Shared types that would otherwise force a cross-hub edge belong in a light leaf package -- core.* for foundation types, execution.* for execution-trace types -- never reached for by importing up into a heavy hub. Hub __init__ files stay light (config / models / protocols) or empty; implementation is imported from its defining submodule.

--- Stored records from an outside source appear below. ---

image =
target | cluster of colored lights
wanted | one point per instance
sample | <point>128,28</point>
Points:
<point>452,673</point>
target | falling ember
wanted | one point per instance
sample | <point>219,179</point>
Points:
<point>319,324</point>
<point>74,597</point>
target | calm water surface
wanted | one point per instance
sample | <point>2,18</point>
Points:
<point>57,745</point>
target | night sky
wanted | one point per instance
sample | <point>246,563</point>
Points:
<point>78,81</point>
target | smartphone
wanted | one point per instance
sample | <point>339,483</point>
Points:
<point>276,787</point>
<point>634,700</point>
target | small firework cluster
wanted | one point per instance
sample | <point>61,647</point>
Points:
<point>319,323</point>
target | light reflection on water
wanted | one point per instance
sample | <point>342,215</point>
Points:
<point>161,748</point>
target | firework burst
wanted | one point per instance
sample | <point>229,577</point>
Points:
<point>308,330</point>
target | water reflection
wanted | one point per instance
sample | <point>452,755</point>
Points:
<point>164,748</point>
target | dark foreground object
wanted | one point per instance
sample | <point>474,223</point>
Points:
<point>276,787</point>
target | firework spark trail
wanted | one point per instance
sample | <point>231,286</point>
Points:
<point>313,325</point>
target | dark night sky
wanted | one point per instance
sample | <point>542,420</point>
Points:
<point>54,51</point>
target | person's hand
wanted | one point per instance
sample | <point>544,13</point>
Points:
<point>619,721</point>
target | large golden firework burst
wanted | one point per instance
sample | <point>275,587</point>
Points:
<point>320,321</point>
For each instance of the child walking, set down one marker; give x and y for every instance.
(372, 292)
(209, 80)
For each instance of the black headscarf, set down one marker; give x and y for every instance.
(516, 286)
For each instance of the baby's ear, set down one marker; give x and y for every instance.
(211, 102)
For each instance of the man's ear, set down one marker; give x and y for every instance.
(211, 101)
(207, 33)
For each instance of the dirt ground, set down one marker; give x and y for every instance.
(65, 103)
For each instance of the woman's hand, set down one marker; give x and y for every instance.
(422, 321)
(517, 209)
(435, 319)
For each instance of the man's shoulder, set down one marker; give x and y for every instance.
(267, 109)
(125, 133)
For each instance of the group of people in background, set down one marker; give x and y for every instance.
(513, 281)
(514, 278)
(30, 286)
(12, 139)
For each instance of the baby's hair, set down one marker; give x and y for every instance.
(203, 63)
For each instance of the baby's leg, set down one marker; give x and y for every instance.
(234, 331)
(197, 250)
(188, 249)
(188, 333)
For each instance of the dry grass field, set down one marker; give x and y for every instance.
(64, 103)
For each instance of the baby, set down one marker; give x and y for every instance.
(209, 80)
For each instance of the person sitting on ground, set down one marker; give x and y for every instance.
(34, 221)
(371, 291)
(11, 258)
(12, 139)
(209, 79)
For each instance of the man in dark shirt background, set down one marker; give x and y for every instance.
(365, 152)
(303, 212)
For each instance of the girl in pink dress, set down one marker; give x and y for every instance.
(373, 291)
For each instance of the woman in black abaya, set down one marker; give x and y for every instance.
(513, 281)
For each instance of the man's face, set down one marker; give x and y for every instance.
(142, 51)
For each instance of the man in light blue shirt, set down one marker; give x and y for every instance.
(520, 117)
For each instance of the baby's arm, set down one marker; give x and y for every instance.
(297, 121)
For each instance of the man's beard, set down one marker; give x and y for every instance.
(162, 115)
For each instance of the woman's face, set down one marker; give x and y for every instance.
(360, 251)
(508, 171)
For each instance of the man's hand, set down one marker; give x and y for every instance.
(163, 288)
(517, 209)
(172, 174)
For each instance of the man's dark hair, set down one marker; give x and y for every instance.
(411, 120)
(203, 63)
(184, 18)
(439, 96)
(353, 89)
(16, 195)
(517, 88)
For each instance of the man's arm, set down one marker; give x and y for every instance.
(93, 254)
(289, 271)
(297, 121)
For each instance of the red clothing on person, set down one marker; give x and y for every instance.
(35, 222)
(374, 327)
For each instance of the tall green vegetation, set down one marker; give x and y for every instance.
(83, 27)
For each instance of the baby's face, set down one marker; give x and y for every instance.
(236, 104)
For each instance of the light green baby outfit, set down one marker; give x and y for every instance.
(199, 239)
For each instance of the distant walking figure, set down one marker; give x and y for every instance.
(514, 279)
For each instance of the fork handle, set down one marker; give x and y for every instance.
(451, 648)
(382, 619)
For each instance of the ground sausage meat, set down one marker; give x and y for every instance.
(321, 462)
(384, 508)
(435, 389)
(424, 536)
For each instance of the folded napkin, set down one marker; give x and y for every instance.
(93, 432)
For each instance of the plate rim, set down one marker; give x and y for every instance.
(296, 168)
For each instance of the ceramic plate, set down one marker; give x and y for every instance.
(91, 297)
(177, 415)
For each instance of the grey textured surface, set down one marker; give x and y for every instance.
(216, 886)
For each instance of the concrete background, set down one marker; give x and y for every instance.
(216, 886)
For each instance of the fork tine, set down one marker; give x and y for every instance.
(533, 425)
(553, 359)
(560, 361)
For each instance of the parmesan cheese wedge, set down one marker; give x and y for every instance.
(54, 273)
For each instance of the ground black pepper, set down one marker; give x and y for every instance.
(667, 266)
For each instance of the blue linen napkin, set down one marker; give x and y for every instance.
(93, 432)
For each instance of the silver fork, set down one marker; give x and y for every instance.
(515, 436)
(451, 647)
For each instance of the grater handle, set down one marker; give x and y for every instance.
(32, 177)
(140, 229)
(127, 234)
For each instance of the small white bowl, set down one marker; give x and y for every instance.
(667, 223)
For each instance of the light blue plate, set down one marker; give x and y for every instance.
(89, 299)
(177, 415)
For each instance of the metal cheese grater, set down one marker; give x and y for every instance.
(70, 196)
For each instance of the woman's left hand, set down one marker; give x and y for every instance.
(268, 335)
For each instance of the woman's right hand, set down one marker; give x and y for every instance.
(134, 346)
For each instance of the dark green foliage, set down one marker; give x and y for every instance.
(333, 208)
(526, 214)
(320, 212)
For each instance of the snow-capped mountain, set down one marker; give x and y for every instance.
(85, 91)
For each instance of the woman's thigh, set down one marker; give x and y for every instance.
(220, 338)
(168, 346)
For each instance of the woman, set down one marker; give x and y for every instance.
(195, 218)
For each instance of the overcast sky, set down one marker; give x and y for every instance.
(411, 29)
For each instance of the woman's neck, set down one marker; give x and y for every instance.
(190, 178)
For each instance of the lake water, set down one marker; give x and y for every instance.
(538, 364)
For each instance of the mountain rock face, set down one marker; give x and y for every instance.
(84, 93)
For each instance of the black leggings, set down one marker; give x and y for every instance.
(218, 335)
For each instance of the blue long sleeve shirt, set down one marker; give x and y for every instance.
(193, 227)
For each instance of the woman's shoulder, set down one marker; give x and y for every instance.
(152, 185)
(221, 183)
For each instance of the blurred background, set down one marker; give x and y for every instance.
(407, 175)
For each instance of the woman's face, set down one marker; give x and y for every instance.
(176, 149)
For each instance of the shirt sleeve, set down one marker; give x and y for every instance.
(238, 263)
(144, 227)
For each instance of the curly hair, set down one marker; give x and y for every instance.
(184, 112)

Applying this rule, the dependency-free leaves pinned in COLD_IMPORT_LEAVES now include, beyond the three original cuts: core.completion_enums (FinishReason, out of the providers hub so budget.cost_record no longer re-enters it), core.effective_autonomy and core.redteam_review_input (resolved-autonomy and red-team gate-input value objects out of the heavy security package), and core.approval. New dependency-free core.* / execution.* types are added to the same tuple as they appear.

Regression guard

The primary guard is a runtime cold-import smoke test, tests/unit/test_cold_import.py: each leaf in COLD_IMPORT_LEAVES is imported in its own freshly spawned interpreter via subprocess, the only faithful way to assert a cold import (within pytest the graph is already primed). A secondary, documentation-grade backstop extends .importlinter: core-is-foundation now also forbids core reaching up into tools, providers, communication, budget, and config; a new execution-is-a-leaf contract forbids execution reaching up into engine, api, workers, or meta. The smoke test exists precisely because these contracts cannot see init-side-effect cycles.

Consequences

  • The two acceptance leaves and evals import cold; the import synthorg.persistence prime in evals/__main__.py was removed.
  • The forward chain providers -> budget -> security -> engine -> communication -> persistence stays heavy but is now acyclic. Heaviness is not the bug; the cycle was. We did not lazify the hubs (rejected: it fights mypy-strict, the explicit __all__ contracts, and engine's registry side effects).
  • Emptying the hub inits means importing an arbitrary leaf no longer drags the rest of the graph in a known-good order. The test process therefore keeps an explicit graph prime, repointed from the now-empty persistence init to import synthorg.api.app in tests/conftest.py (the real entry point, which loads every hub in a proven order). This primes the test process only; production leaf entry points are genuinely cold-safe, which the subprocess-isolated smoke test verifies. Only the evals prime was removed; the test-conftest prime is preserved by design (the issue scopes its removal to evals).

Scope notes

This change is broader than the three cuts in isolation, and intentionally so:

  • Hub inits leaned: providers/management, config, persistence, budget, and the conflict_resolution/escalation init, in addition to the three relocations. Each was load-bearing for the acceptance cold imports.
  • engine/__init__ deliberately left heavy. engine builds dispatch registries at import of the modules it eagerly pulls (execution_loop, conflict_detector, etc.). Making that lazy risks "registry empty" runtime bugs that an import smoke test would not catch. The leaf relocation (Cut C) removes the need to touch engine's init.

Out of scope

  • The communication <-> engine cycle (via communication.meeting._prompts -> engine.prompt_safety) is a separate, unnamed cycle. communication.config consequently does not yet import cold and is intentionally absent from COLD_IMPORT_LEAVES. Breaking it would require leaning engine's init (see above). config.schema importing cold already discharges the named config.schema <-> communication.config acceptance cycle.
  • Broad hub lazification (PEP 562 __getattr__ across the heavy package inits) remains a larger refactor out of scope here. Targeted single-module lazification is the documented exception: synthorg.approval.__init__ lazily exports ApprovalStoreProtocol (mirroring synthorg.ontology) so importing the approval.enums / approval.models leaves does not eagerly pull approval.protocol -> core.approval and close that package-init cycle.